On 1 October, the City of Edinburgh Council, alongside the organisers of the ‘Edinburgh’s Christmas’ events, made the difficult decision to cancel this year’s festivities including the beloved Christmas markets in Princes Street Gardens and the world-renowned Hogmanay celebrations across the city centre.
Throughout the summer, event organisers and city councillors had been closely monitoring the ever changing public health guidelines with the initial hope of producing a socially distanced event that ensured the safety and wellbeing of Edinburgh’s residents whilst allowing market traders and local businesses the opportunity to trade during one of their most lucrative seasons.
However, over the past few weeks it had become clear that hosting such an event, which would attract large crowds and visitors from further afield than the local area, would not be feasible due to the ongoing attempts by the Government and the NHS to control the spread of the Coronavirus.
Despite the decision being made in the best interest of the city, the event organisers acknowledged that this may cause some disappointments.
Cllr Adam McVey, Council Leader at City of Edinburgh Council, wrote on the official Edinburgh Christmas markets website:
“Christmas is a special time in our city and hugely exciting for individuals and families who take advantage of the City’s winter offer.

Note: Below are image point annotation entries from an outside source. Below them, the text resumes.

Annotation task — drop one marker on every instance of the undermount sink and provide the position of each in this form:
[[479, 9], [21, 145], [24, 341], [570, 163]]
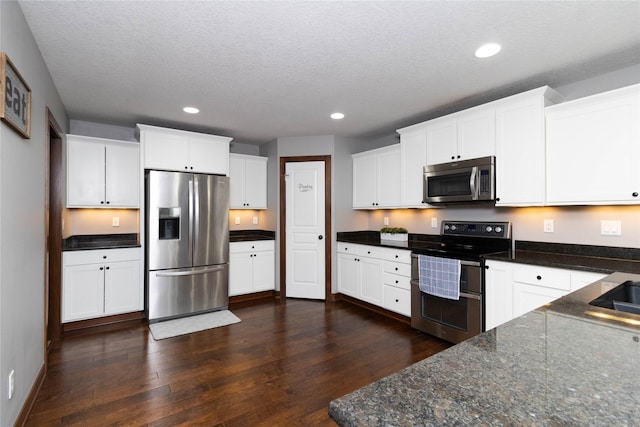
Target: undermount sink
[[624, 297]]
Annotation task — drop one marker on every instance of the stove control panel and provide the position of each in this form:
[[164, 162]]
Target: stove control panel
[[501, 230]]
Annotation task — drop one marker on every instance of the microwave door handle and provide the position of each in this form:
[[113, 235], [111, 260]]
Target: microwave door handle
[[472, 183]]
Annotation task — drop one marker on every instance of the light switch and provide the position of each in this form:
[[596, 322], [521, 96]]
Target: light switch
[[610, 228]]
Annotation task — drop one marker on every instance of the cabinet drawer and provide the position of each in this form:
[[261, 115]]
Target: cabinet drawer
[[370, 251], [397, 300], [397, 268], [100, 256], [347, 248], [397, 255], [252, 246], [397, 281], [543, 276]]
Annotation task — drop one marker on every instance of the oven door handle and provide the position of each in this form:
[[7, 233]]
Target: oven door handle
[[462, 262], [470, 296]]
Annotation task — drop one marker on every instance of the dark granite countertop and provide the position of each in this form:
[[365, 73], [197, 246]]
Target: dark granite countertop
[[100, 241], [415, 242], [250, 235], [600, 259], [561, 365]]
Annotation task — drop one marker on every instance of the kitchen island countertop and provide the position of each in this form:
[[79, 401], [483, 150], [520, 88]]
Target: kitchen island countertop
[[568, 363]]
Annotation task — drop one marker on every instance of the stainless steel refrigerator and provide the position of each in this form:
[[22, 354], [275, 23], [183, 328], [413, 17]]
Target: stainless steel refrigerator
[[187, 244]]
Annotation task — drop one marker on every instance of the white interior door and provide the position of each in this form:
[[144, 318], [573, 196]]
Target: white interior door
[[305, 258]]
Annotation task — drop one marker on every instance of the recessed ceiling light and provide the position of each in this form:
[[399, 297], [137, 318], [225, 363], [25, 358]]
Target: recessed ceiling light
[[488, 50]]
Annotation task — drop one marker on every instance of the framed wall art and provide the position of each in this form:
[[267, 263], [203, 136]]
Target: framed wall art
[[15, 108]]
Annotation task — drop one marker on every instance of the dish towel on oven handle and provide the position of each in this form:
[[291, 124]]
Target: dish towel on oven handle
[[439, 276]]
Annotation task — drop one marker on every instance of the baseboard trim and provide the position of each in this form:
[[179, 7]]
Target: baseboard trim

“We want to be clear that Edinburgh’s Christmas isn’t cancelled and our businesses right across the City will be offering their usual festive cheer for us to take advantage of.

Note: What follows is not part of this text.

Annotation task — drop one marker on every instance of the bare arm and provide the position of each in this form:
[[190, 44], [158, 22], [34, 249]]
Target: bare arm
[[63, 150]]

“We look forward to announcing details of an innovative digital 2020 programme soon to help in these celebrations.”
Cllr Cammy Day, Depute Leader at City of Edinburgh Council, said:
“Christmas is usually an extremely special time for our Capital city and, as well as contributing to the wellbeing of our residents, our Winter Festivals deliver real economic impact, benefitting tourism, hospitality and leisure sectors in particular.”
This is not the first blow by the virus to the entertainment, hospitality and retail industries in Edinburgh, as the beloved Edinburgh Fringe Festival was cancelled under similar circumstances in August for the first time in over 70 years since its creation in 1947.
For a city that usually makes huge profits off the thriving tourist industry, particularly during August and December, these cancellations could be fatal for small businesses and independent entertainers across the city.
However, there have yet to be any announcements of further protective or supportive measures being made for those worst affected by these cancellations.
Last week Chancellor Rishi Sunak suggested in an ITV News interview that musicians and other creatives might be best off retraining in another industry and finding a new job for the time being, as live entertainment and events are most likely to be the last industry to get back on their feet after the pandemic is over.
“I can’t pretend that everyone can do exactly the same job that they were doing at the beginning of this crisis.” He stated. “Everyone is having to adapt.”
As with many other events in 2020, the organisers of the city’s Christmas festivities have tried to adapt to the current climate and are proposing to put on a number of events and activities online, with further information about this to be released in the coming weeks.